David was lucky in this respect because he had made the acquaintance of Kev and Chrissie Demant – two serious research historians of local history who had also happened to become interested in the case of the Highgate Vampire.
They seemed to make a perfect team, and a quarterly magazine of the Highgate Vampire Society from its inception, called Suspended in Dusk, with numerous contributions from Kev Demant and David Farrant and beautifully illustrated by Chrissie Demant. Other contributors, some of whom were involved in or aware at the time of the original Highgate case, included John Pope-de-Locksley, Dave Milner, Kenny Frewin, Rob Milne, Phillipe de Welt, and Rob Brautigam of International Vampire Magazine and shroudeaters.com. The magazine was the cause of much ire in certain quarters – who did not appreciate its investigative and inquisitive attitude, nor its perceived – well, acute – irreverance! Indeed, Kev and Chrissie continued to post up articles and illustrations on the Highgate Vampire case, and David’s involvement in it, long after the Highgate Vampire Society was disbanded in 2001 due to increased pressure in membership demand. The 4 ringbinders full of pre-internet hand-completed membership forms still extant gives some indication of the popularity which this grassroots and contribution-led organisation achieved during its lifespan.

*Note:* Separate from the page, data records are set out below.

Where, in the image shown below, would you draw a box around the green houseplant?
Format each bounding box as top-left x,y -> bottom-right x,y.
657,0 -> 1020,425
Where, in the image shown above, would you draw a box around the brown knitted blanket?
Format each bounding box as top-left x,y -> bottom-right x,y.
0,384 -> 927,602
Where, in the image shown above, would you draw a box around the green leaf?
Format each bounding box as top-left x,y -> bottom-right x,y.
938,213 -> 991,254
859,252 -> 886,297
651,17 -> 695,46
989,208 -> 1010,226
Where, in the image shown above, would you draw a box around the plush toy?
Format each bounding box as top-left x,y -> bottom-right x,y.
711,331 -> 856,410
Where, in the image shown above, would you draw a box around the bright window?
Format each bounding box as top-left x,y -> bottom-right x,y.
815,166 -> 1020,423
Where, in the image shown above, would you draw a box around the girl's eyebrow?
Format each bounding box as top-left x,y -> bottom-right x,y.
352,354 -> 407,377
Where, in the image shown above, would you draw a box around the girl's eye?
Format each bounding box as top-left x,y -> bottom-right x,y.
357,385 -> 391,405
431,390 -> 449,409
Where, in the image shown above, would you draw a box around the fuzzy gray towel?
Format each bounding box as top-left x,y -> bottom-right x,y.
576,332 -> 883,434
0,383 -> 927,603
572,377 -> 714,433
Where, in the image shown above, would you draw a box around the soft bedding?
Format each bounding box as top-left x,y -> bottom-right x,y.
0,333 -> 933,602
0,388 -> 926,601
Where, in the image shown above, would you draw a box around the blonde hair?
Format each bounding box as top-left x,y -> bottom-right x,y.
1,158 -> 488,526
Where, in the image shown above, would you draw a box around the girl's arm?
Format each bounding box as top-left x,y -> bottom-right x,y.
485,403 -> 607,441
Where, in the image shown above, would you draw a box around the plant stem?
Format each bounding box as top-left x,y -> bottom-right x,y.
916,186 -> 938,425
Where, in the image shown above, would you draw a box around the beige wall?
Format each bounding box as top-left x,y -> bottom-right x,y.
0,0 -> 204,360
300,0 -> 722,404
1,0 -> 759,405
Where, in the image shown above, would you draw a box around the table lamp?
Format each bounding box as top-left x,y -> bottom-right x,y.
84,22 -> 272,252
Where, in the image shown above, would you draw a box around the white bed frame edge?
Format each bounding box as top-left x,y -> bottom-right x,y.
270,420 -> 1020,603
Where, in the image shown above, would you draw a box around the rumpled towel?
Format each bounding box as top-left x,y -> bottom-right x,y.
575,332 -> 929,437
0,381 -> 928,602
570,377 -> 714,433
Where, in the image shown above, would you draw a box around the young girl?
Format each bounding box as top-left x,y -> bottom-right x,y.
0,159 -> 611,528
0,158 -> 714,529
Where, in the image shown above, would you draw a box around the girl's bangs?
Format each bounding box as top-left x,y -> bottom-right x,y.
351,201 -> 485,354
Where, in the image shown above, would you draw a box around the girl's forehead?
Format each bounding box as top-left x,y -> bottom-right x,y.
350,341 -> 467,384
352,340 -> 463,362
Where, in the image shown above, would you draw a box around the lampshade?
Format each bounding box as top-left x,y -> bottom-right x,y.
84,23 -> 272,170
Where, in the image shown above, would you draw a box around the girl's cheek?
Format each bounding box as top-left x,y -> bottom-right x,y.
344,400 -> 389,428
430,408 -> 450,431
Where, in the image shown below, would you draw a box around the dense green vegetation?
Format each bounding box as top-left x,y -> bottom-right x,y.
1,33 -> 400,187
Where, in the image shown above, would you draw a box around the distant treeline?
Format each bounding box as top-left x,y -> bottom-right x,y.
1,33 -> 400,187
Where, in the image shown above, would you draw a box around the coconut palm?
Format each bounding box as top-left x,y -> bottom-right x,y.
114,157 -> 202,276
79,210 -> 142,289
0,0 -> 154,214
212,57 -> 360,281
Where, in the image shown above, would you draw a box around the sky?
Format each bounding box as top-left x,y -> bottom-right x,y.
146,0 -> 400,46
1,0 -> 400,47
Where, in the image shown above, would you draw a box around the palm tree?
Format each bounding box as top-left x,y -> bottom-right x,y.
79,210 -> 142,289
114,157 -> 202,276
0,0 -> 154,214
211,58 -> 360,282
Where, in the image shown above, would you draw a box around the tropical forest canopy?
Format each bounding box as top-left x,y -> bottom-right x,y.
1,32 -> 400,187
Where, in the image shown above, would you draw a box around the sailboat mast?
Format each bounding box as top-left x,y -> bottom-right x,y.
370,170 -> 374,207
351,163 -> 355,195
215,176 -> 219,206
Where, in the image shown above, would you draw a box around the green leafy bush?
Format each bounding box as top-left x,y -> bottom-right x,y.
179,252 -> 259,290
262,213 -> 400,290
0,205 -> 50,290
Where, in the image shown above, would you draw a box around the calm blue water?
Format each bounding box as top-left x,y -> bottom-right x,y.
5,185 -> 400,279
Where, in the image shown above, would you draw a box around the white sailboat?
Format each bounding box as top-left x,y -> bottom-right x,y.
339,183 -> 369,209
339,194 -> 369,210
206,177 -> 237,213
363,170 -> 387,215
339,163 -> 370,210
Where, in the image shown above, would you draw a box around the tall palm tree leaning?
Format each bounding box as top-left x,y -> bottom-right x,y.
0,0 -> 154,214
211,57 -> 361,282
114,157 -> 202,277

After all, the case of the so-called Highgate phenomenon is not really a private issue or one that can be affected by personal views or interpretations. It is a matter of public record and should thus be open to continued input and debate, and not one that should not be allowed to become clouded or influenced by any who have no knowledge of events (which they certainly do not ‘own’) as these actually occurred or happened. There are many such persons around (including sensationalistic authors and members of the Press) but their stories should really be shared in total, and not be allowed to become ‘dictatorial’ in the sense that these necessarily represent the public view of things.